What a difference a month makes. When Box filed to go public in late March, hot tech stocks such as Google, Facebook and Tesla were trading at close to their all-time highs.
Now, the cloud storage company’s timing looks a little less fortuitous. A month after the “tech rout” began, the financial markets don’t look quite so welcoming to a fast-growing but heavily loss-making new listing, however ‘sexy’ its enterprise technology might be.
So it is perhaps no surprise that Box not rushing ahead with its stock-market debut. The minimum 21-day window between posting its S-1 and beginning its roadshow has been and gone, but as long as the markets remain choppy, don’t expect to see Box test investors’ appetites anytime soon.
People familiar with Box’s plans confirmed earlier reports in Quartz and the WSJ that the same stock-market gyrations that have knocked a fifth off the valuation of Workday, another hot business IT firm, have caused chief executive Aaron Levie to pause.
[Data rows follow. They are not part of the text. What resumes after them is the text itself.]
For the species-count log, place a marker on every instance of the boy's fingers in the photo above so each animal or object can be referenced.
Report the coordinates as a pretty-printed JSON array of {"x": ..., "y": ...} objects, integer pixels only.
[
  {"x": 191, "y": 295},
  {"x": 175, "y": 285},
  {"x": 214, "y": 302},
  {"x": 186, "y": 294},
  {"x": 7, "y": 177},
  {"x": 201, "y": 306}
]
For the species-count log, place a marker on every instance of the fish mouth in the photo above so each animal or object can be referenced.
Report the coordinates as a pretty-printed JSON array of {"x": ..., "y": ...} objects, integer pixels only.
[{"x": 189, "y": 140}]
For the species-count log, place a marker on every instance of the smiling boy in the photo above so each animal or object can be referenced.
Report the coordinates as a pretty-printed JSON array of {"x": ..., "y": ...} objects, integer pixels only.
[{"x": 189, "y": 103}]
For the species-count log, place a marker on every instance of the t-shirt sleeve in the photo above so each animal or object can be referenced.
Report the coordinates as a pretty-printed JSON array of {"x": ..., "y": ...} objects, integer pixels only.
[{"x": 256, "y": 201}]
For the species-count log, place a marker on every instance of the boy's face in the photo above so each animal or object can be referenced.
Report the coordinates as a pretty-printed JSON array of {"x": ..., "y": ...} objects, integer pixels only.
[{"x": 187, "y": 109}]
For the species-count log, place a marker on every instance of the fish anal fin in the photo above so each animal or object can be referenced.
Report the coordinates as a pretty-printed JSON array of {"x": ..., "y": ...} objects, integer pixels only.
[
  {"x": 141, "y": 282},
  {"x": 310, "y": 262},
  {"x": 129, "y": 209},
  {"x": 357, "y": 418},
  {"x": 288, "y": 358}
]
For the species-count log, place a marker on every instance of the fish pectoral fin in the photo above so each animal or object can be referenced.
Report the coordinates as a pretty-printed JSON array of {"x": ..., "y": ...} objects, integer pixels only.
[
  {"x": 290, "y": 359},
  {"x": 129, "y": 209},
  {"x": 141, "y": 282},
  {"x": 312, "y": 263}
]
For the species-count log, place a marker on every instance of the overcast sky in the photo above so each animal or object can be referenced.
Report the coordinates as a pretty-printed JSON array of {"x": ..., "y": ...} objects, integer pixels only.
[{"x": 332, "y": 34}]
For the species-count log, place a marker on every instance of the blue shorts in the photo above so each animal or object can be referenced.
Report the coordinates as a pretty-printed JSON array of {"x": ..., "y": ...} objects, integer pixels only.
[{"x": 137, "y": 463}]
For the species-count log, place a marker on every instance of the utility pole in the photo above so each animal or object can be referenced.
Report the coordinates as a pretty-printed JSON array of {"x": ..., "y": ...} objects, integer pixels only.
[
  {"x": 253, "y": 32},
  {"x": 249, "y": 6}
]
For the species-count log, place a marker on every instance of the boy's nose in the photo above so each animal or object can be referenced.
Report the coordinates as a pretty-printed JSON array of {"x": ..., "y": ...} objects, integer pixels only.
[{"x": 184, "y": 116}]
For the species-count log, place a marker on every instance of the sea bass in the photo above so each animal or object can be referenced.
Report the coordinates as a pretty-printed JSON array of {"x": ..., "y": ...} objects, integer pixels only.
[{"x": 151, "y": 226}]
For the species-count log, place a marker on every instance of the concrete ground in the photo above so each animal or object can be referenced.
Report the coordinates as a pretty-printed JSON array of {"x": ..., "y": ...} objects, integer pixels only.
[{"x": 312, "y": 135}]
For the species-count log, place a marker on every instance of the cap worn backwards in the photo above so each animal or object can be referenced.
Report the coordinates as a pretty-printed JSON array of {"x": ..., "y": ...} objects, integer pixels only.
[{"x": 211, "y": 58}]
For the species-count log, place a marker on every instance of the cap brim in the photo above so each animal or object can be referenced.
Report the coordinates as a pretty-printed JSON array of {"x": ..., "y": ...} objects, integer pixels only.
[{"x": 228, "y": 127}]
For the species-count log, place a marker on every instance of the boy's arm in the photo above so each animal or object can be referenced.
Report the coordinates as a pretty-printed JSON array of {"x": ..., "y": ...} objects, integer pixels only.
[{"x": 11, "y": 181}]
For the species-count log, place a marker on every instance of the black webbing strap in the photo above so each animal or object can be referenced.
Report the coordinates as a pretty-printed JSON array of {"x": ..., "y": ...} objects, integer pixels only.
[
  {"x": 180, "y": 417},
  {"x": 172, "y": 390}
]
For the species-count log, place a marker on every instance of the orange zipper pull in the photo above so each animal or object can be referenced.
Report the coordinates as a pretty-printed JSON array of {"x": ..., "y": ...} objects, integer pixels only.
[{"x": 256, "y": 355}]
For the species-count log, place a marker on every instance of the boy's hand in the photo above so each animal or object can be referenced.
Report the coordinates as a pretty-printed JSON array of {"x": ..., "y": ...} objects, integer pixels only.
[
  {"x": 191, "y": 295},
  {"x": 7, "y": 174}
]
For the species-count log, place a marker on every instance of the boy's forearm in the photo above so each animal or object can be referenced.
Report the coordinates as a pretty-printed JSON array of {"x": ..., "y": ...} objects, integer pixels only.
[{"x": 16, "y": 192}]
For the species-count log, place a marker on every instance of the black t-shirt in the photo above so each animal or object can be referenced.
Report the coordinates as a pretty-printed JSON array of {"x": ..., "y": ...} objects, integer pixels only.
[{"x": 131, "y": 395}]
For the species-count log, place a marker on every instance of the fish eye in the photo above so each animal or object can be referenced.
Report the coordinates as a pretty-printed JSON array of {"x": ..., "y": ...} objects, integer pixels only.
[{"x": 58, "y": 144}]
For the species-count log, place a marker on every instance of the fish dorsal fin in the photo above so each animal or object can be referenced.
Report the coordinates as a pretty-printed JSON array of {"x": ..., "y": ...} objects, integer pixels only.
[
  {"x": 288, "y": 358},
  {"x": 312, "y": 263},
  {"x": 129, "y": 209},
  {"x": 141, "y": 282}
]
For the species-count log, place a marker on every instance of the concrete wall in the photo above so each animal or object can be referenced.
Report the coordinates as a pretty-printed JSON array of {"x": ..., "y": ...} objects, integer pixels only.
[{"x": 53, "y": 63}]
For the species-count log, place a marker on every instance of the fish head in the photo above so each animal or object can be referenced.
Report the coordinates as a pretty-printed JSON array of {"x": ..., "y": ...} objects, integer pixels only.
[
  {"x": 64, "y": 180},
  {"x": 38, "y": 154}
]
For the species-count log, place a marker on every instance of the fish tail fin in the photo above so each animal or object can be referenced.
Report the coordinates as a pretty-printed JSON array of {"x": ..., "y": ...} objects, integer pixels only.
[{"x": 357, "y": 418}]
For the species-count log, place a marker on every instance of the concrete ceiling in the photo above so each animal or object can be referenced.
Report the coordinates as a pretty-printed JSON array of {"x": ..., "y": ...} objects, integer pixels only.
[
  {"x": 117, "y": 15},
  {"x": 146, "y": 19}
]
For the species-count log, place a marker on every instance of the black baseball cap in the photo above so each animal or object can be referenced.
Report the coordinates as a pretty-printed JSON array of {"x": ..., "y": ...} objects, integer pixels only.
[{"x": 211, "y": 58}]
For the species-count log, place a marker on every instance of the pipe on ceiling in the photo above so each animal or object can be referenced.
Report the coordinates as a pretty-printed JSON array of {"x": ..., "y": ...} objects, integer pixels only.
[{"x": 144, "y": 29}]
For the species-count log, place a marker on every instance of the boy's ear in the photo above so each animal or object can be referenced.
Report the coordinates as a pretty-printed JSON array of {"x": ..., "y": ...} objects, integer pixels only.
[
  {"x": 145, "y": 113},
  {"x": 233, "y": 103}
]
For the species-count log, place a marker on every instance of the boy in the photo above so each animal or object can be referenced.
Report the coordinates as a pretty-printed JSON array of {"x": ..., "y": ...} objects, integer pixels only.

While Box might have begun its roadshow by the end of April, it has little to gain and much to lose by pushing ahead right now, they say.
While both May and June have been mooted as possible moments for its initial public offering, no date has been decided upon, and will depend on whether market conditions improve.
Box, which is in its pre-IPO quiet period,
declined to comment issued a statement on Thursday morning, the day after this story and others were first published:
“Our IPO has never had a set date. Since filing, we’ve planned on going when it makes the most sense for the market. That plan hasn’t changed.”
In the meantime, the cloud computing market continues to grow apace. Microsoft said last week that revenues from its Azure cloud platform were up 150 per cent, with 1m new users of its subscription Office service during the quarter. Earlier this month, Dropbox chief Drew Houston talked openly about his preparations for going public, as he revealed 38 per cent growth in active users to 275m in fewer than six months.
Box is hoping to raise $250m in its IPO but warned in its prospectus that its losses grew from $112m to $168m last year, with no profits expected in the “foreseeable future”. With those losses, it cannot wait around for a new injection of cash forever; but after raising $100m in December, there is no immediate urgency either.